At this point, in order to address typically biased accounts, a special note must be made concerning the Aztecs. Today many remember the Aztec nation primarily for its militaristic tendencies and its warfare against other nations to secure captives for sacrifice. However, the Aztecs arrived in the Valley of Mexico in the 1200s, and they did not practice sacrifice frequently until about 1450. A devastating drought in 1450 resulted in an increase in sacrificial rites, and then shortly before the Spanish invasion, sacrificial rites increased again, quite possibly instigated by superstitious attempts to avert the fulfillment of apocalyptic legends which prophesied the approaching annihilation of the Aztec confederacy. We have no way of knowing whether this brutal practice would have eventually come to an end, but we know that it had increased in popularity under the auspices of Moctezuma II who had arrogated to himself more power than any of the previous huey-tlatoani.
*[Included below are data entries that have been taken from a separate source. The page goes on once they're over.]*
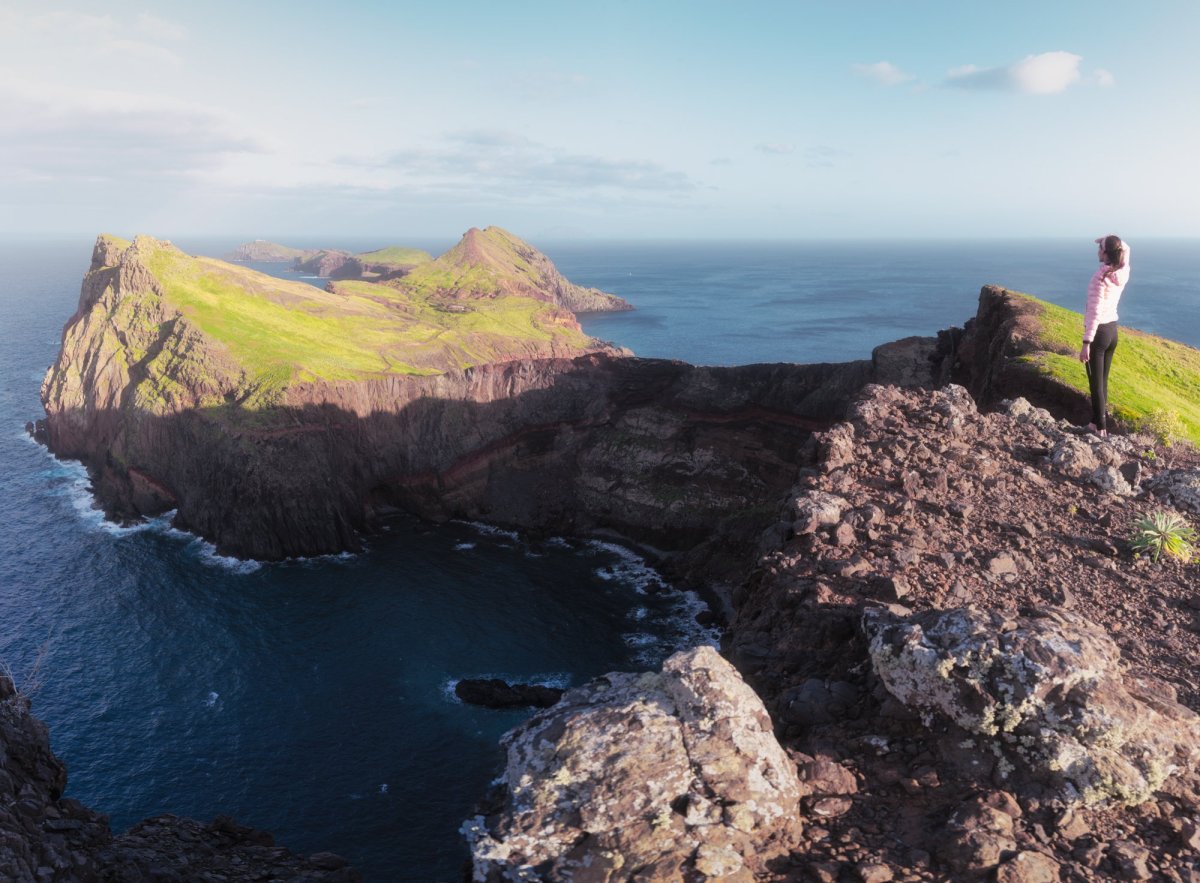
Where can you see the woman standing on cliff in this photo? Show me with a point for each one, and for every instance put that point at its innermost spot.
(1101, 323)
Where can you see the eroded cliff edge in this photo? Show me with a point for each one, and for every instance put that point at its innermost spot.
(180, 388)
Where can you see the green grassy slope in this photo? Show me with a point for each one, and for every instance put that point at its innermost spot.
(1149, 373)
(395, 256)
(281, 331)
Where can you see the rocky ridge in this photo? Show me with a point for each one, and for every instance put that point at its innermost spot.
(269, 252)
(972, 674)
(45, 836)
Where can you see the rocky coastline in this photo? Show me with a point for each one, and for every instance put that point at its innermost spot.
(942, 660)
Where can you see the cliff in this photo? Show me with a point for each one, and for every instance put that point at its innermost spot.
(970, 671)
(47, 836)
(492, 262)
(970, 667)
(327, 263)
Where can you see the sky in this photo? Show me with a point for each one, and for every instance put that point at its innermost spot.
(611, 119)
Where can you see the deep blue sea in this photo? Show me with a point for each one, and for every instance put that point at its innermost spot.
(315, 698)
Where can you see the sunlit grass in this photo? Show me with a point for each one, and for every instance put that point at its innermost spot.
(1149, 373)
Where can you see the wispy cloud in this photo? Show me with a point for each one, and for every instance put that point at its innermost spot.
(497, 161)
(54, 134)
(1048, 73)
(81, 35)
(883, 72)
(822, 156)
(775, 148)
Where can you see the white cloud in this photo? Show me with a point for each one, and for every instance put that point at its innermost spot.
(1047, 73)
(883, 72)
(159, 28)
(58, 134)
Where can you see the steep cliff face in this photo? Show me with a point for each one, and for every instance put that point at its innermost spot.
(179, 373)
(269, 252)
(47, 836)
(991, 353)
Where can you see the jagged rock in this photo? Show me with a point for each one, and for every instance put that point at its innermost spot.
(1047, 691)
(1029, 868)
(814, 509)
(1025, 413)
(1129, 859)
(658, 770)
(493, 692)
(47, 836)
(828, 779)
(817, 701)
(1110, 480)
(977, 836)
(837, 446)
(874, 872)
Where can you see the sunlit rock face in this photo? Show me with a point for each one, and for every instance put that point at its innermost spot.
(1045, 694)
(673, 773)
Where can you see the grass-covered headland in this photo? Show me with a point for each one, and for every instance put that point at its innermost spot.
(1155, 384)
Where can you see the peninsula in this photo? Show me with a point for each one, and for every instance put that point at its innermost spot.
(943, 656)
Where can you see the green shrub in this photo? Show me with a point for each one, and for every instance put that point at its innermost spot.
(1164, 425)
(1163, 533)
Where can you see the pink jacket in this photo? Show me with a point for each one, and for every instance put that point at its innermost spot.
(1104, 293)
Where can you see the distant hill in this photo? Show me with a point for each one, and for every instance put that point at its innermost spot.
(268, 252)
(492, 263)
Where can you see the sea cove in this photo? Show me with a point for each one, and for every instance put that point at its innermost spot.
(256, 624)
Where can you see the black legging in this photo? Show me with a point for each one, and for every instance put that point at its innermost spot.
(1099, 360)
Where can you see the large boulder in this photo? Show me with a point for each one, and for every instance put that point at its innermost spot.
(1044, 694)
(1180, 486)
(672, 775)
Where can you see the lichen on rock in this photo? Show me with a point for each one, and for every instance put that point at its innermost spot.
(1047, 691)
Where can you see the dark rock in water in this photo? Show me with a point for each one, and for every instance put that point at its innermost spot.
(493, 692)
(36, 430)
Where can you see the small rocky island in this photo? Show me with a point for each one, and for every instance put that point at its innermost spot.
(942, 658)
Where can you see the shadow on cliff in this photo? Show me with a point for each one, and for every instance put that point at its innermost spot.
(661, 454)
(690, 463)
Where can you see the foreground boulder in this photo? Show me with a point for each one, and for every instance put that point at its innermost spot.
(47, 836)
(1045, 694)
(663, 776)
(493, 692)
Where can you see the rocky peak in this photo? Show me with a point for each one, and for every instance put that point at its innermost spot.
(493, 262)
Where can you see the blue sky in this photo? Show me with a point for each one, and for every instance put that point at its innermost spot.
(679, 120)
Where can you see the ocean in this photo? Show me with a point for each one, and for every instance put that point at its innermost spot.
(313, 698)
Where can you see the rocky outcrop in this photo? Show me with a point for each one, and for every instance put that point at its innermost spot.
(1045, 694)
(989, 356)
(664, 776)
(490, 262)
(495, 692)
(685, 460)
(977, 548)
(47, 836)
(328, 264)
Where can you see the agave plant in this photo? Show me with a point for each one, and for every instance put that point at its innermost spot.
(1163, 533)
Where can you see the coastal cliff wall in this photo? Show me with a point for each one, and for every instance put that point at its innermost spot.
(678, 458)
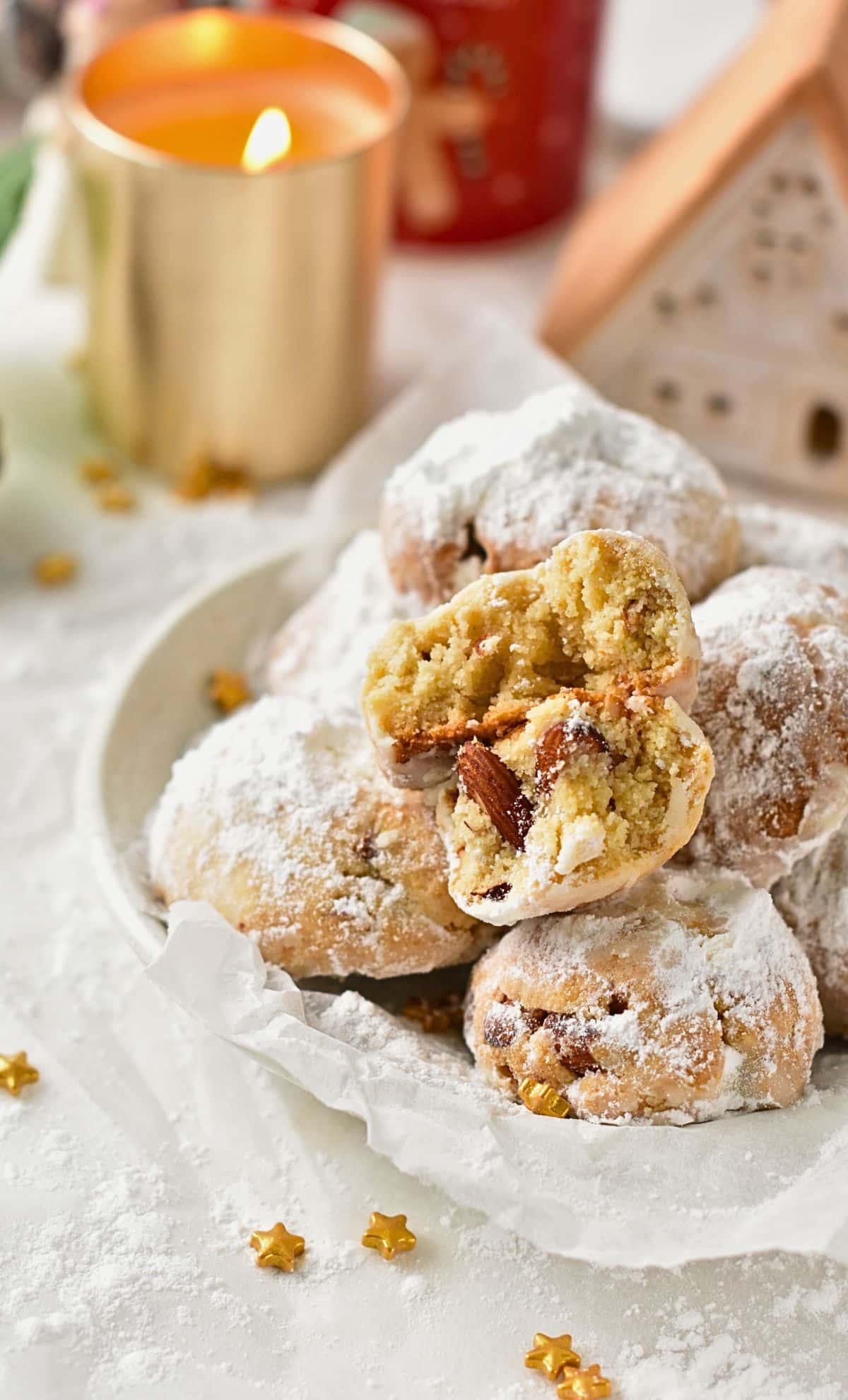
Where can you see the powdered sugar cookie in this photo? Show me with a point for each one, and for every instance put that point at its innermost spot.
(792, 539)
(773, 700)
(322, 648)
(495, 491)
(605, 609)
(587, 795)
(813, 901)
(679, 1001)
(281, 819)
It is significant to note that some, such as members of the ancient religious sect of Quetzalcoatl in the important city of Cholula, expressed vocal opposition to Moctezuma’s actions and protested the practice of human sacrifice.

In all fairness to the Aztecs, judging the entire span of their civilization solely on the basis of the repugnant practice of human sacrifice would be equivalent to judging the entire span of Roman civilization on the basis of its practice of persecuting Christians by burning them alive and crucifying them, or on the basis that Roman spectators often packed the Colosseum to watch gladiators fight to the death. Westerners who discount the totality of Aztec civilization based on its practice of human sacrifice should also be prepared to discount the totality of Western civilization based on the Inquisition, the Crusades, the Jewish Holocaust, and the killing of many millions of innocent civilians during World Wars I and II.